Il réfléchit. Pourquoi avait-il toujours pensé qu’Hirtmann avait dû bénéficier d’autres complicités ? qu’à l’époque ils n’avaient pas découvert tous ses comparses ? Il savait que son raisonnement ne tenait pas la route, qu’il n’y avait aucune logique là-dedans. Ou, du moins, que sa logique était biaisée, tordue, et qu’il voyait des signes, des coïncidences là où il n’y en avait pas — comme les paranoïaques. Néanmoins, son esprit revenait toujours à Saint-Martin, aimanté comme l’aiguille d’une boussole.
— Saint-Martin, c’est là où tu as failli être tué, pas vrai ? dit-elle.
Elle s’était bien renseignée. Il acquiesça.
— J’ai toujours pensé qu’il y avait quelqu’un d’autre là-bas pour l’aider, dit-il. La façon dont il s’est évadé, cette nuit-là. À pied à travers les montagnes — sa voiture accidentée —, au milieu d’une tempête de neige… Il n’aurait pas pu aller bien loin sans aide.
— Et donc ce serait ce complice qui élèverait Gustav ?
Son ton n’était pas moins sceptique que celui de Roxane.
— Qui d’autre ?
— Tu te rends compte que c’est extrêmement mince ?
— Je sais.
Ils quittèrent l’autoroute à la hauteur de Montréjeau, laissant derrière eux la monotonie de la plaine, et s’enfoncèrent dans les montagnes, d’abord simples mamelons arrondis et couverts d’épaisses forêts ensevelies sous la neige. Le paysage était blanc, pur. La route tantôt traversait des bois clairsemés, tantôt longeait en serpentant des prairies enneigées, frôlait des villages assoupis dans la torpeur hivernale ou le cours turbulent d’une rivière. Petit à petit, les monts se rapprochèrent, se firent plus hauts, mais la véritable, l’infranchissable barrière se devinait dans le fond : le profil dentelé et farouche des plus hauts sommets des Pyrénées.

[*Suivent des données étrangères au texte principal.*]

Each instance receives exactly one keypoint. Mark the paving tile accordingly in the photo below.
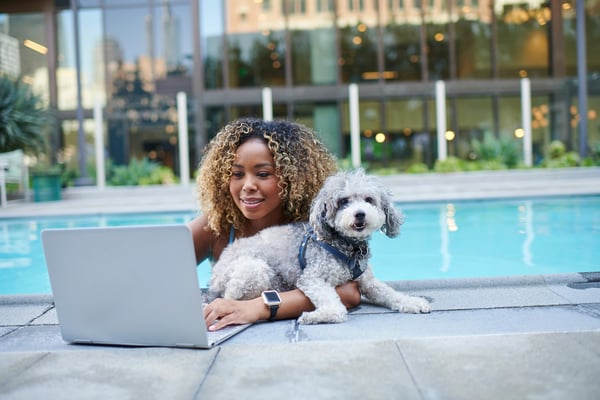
(356, 370)
(146, 373)
(540, 366)
(21, 314)
(578, 293)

À un rond-point, ils quittèrent la quatre-voies, franchirent la rivière et prirent à gauche au stop suivant. Les montagnes se rapprochèrent encore. La route surplombait à présent un cours d’eau tumultueux enchâssé entre de hautes parois de pierre. Ils aperçurent un petit barrage bouillonnant et la bouche noire d’une centrale hydroélectrique creusée dans la paroi, sur l’autre rive, franchirent un tunnel en épingle à cheveux. Quand ils émergèrent de l’autre côté du tunnel, ils la virent, étalée en contrebas du parapet de pierre : Saint-Martin-de-Comminges, 20 863 habitants. La route redescendit et ils entrèrent dans la ville.